Last year, I attended a poetry seminar at Laity Lodge with poet and teacher Scott Cairns, who led 12 of us on a two-day journey to destinations none of us quite imagined when we started. Our overnight assignment was to write a poem based on a hard or difficult passage in Scripture.
I chose certain passages from the book of Joshua – the command by God on more than one occasion for the Israelites to commit herem against the towns and cities they conquered – total annihilation of the people and even animals. Other seminar participants chose other, equally or more difficult passages.
It was something I had not considered before – using poetry to explicate Scripture. Cairns and most of the others in the seminar seemed quite comfortable with the idea and practice. I wasn’t; I was also nervous about the idea of reading a poem I had written to a group of people, something I had never done before. But I plunged ahead, wrote (and rewrote and rewrote) my poem, and actually read it.
It opened up a new world for me, a new way to study and understand Scripture.
Poet D.S. Martin did something just like this in several of the poems included in his 2008 collection Poiema: Poems. (In August, I wrote “Poetry as Family History,” about Martin’s collection So the Moon Would Not Be Swallowed.) Poiema is a rich collection of poems, covering subjects ranging from family to Scripture to meditations.
Martin tackles difficult passages – like God telling Abraham to sacrifice his son Isaac – but he also uses poetry to consider less difficult passages, ones whose meanings seem obvious – until the poet addresses them.

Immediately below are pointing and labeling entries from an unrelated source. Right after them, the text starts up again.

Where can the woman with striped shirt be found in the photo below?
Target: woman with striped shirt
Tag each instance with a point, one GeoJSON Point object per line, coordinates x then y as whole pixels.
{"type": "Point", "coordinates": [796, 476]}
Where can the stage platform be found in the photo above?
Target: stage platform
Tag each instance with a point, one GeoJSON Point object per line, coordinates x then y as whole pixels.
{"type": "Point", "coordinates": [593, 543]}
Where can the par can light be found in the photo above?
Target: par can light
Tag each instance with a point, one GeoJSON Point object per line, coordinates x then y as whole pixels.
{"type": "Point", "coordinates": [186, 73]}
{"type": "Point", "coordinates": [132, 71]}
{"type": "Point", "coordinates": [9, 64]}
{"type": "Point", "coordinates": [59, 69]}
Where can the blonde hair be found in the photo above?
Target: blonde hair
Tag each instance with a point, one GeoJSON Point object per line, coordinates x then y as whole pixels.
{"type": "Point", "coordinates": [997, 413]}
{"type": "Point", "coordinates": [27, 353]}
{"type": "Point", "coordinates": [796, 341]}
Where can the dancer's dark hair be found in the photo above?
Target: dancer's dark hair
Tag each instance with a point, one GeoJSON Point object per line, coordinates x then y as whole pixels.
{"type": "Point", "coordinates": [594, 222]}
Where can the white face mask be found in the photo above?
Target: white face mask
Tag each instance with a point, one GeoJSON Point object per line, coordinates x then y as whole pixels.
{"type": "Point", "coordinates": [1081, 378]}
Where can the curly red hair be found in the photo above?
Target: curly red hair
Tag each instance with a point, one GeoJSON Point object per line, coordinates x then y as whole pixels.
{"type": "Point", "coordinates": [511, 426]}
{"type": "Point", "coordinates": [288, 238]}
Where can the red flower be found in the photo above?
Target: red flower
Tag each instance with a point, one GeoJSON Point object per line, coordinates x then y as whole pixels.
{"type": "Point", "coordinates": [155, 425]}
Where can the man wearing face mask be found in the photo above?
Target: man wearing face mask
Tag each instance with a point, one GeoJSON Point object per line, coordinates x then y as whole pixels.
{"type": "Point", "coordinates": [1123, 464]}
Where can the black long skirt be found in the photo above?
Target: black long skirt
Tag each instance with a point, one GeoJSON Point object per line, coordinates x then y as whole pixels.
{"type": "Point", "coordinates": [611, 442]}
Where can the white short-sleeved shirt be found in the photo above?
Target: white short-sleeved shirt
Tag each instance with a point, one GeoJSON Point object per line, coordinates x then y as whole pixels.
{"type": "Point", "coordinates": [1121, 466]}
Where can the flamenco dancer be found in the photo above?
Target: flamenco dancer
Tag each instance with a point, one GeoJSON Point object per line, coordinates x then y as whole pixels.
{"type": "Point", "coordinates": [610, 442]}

Consider Psalm 90:17: “Let the favor the Lord our God be upon us, and establish the work of our hands upon us; yes, establish the work of our hands!” (English Standard Bible).
Here’s what Martin does with that passage, in a poem entitled “Let Beauty Come:”
Let beauty rest on us like a shaft of light
penetrating to the dimness of our forest floor
our eager green turns toward it
Let beauty come like rain for Hopkins’ roots
splattering exuberantly on our disappointments
making right what we could never foresee
Awaken our hibernating senses so we find
what was hiding & what was on its way
The affirmation of blessing
Let the beauty grow in the work of our hands
not our own but truest beauty
growing in the work of our hands
(The multiple spaces between words on some lines is deliberate by the poet – Martin does this in many of his poems, and it almost forces the reader to pause, which may be the point.)
He takes the idea of the work of our hands – work ordained by God – and relates it directly and intimately to beauty, beauty that can be both focused like that shaft of light cutting through the dense cover of forest and effusive, like the splattering of a hard rain. Even more, the beauty which comes from God fixes disappointments, makes things right, awakens us to see what we did not and could not see before.
And the real miracle is that this beauty, this truest beauty originating in God, grows in the work of our hands. No wonder the Scripture passage includes an exclamation point.
This is what poetry can do when we study Scripture – help us speak possible meaning and understanding, deepen our understanding, and astound us with God’s bounty and grace.